Airports have $32.5 billion worth of improvement projects eligible for federal grant funding over the next five years, but can expect to receive only half of that amount in grant awards unless Congress adopts a Senate plan to re-calibrate aviation infrastructure funding mechanisms, said three aviation advocacy groups in letters to House and Senate committees.
Refocusing the Airport Improvement Program (AIP) and “modernizing” the Passenger Facility Charge—the federally authorized fee charged by local airport authorities as part of the price of an airline ticket—“would ensure commercial service and general aviation airports have the resources they need to repair aging facilities, enhance aviation safety, and build necessary infrastructure,” said the Nov. 29 letters signed by AOPA President Mark Baker, American Association of Airport Executives President Todd Hauptli, and Airports Council International-North America President Kevin Burke.
Airports have “enormous capital needs” but limited ways to pay for the projects, the groups said, citing an estimate in the FAA’s National Plan of Integrated Airport Systems that airports have $32.5 billion in AIP-eligible projects to be funded over the next five years.
In recent years, however, airports have received grants worth only about half their eligible funding level, despite the fact that funds “come from users of the aviation system—not the taxpayer-supported general fund,” the groups said.
Last April, Baker brought that concern to a congressional panel when testifying before the subcommittee on Aviation Operations, Safety, and Security of the Senate Committee on Commerce, Science, and Transportation during an FAA reauthorization hearing. The session focused on perspectives on rural air service and the general aviation community.
The Senate bill contains provisions that could “improve our nation’s entire airport ecosystem, help the economy by supporting good-paying jobs, and turn infrastructure decision-making authority to local communities where it rightly belongs,” the aviation groups wrote, urging that the essential provisions of a comprehensive plan to overhaul the grant funding methods be included in the final appropriations package.

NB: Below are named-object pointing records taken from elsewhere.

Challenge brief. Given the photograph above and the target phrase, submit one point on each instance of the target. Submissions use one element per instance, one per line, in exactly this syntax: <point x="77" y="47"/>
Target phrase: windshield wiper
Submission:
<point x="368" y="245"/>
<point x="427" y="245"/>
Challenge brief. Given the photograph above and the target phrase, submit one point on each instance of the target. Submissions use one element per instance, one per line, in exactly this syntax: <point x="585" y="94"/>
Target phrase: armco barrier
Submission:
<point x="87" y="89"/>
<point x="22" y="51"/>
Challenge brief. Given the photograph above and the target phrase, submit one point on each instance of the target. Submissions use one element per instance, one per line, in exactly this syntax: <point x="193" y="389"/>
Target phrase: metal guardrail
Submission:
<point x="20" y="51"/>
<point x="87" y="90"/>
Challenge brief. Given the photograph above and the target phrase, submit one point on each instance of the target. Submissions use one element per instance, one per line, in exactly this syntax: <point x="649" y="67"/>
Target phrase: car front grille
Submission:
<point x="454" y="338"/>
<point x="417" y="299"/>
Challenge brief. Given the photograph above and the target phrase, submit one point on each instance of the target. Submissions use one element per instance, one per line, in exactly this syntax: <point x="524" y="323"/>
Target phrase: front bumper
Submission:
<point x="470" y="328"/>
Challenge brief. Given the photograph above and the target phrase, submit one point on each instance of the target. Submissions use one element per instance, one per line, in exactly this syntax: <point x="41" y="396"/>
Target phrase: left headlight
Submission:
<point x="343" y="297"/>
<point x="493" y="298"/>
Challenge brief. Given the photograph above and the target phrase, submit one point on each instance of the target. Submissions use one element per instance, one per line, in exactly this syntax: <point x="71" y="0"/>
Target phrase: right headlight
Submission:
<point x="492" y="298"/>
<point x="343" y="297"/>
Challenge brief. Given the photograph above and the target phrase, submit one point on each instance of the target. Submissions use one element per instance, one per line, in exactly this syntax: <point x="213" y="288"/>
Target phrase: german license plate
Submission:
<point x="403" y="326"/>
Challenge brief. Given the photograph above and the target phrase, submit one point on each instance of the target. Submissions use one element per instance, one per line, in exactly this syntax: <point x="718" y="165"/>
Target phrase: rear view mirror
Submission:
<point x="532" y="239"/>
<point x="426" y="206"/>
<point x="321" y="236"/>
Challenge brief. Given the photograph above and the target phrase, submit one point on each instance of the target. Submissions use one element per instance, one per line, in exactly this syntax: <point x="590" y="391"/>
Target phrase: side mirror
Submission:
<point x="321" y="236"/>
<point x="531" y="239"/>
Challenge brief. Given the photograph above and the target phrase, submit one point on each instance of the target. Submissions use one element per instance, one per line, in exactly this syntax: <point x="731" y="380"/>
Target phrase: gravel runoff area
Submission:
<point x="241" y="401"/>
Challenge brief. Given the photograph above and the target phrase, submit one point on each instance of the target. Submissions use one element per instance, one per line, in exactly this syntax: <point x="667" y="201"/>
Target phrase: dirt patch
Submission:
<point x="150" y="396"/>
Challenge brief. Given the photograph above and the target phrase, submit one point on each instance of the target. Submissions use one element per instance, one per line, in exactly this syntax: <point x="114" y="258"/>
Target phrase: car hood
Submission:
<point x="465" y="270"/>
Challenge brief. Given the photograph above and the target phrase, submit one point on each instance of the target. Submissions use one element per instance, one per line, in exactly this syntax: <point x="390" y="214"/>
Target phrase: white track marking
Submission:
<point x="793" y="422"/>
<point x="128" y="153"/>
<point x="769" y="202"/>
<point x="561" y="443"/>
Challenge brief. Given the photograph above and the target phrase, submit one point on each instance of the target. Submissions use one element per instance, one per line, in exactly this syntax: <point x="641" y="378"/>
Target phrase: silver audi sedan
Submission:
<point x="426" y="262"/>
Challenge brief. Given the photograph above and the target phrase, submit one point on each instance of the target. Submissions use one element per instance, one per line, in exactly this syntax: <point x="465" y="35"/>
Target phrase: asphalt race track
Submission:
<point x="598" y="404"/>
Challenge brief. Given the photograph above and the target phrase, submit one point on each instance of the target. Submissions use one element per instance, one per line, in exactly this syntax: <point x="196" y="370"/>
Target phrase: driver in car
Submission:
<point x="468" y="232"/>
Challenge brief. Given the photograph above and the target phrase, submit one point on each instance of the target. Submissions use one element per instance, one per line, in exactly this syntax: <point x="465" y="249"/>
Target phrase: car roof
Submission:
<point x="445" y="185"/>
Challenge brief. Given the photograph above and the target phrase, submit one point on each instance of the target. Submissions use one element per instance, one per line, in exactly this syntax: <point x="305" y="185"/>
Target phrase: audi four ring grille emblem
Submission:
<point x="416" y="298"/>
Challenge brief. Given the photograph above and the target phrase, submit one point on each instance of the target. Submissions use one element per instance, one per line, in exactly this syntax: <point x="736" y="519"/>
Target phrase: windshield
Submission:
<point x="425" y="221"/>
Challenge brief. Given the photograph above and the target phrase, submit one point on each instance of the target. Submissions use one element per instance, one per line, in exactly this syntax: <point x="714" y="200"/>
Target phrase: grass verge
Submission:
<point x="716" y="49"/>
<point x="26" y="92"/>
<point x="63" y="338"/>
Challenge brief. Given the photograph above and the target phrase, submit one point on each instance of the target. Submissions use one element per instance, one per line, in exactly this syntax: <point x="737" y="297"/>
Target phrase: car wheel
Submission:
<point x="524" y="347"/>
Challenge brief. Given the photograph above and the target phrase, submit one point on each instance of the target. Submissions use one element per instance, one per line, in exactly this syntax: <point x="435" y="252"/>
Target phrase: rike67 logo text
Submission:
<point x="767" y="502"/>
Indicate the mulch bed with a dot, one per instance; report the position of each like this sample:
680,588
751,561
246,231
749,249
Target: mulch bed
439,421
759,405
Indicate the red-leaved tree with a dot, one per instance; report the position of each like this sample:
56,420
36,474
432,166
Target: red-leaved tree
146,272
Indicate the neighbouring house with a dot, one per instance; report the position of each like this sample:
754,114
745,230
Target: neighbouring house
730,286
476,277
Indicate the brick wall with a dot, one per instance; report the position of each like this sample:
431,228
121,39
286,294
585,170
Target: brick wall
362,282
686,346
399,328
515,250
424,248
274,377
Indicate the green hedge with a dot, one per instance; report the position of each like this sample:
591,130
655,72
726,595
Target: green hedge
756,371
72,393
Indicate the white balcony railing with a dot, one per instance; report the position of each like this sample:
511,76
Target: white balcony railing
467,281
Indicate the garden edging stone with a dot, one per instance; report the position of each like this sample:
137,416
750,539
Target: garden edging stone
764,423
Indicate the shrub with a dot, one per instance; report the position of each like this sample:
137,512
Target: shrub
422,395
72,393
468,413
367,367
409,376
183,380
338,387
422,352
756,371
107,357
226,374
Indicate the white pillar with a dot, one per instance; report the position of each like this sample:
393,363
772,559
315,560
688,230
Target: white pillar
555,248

“Specifically, the Senate proposal would recalibrate AIP to focus limited federal dollars on the smaller commercial service and general aviation airports that rely on AIP grants the most. Thus, larger airports would forego AIP entitlement funds in exchange for additional local flexibility, leaving those resources—which are significant—to flow through the Small Airport Fund and provide additional AIP grants for small commercial service and general aviation airports,” the letters said.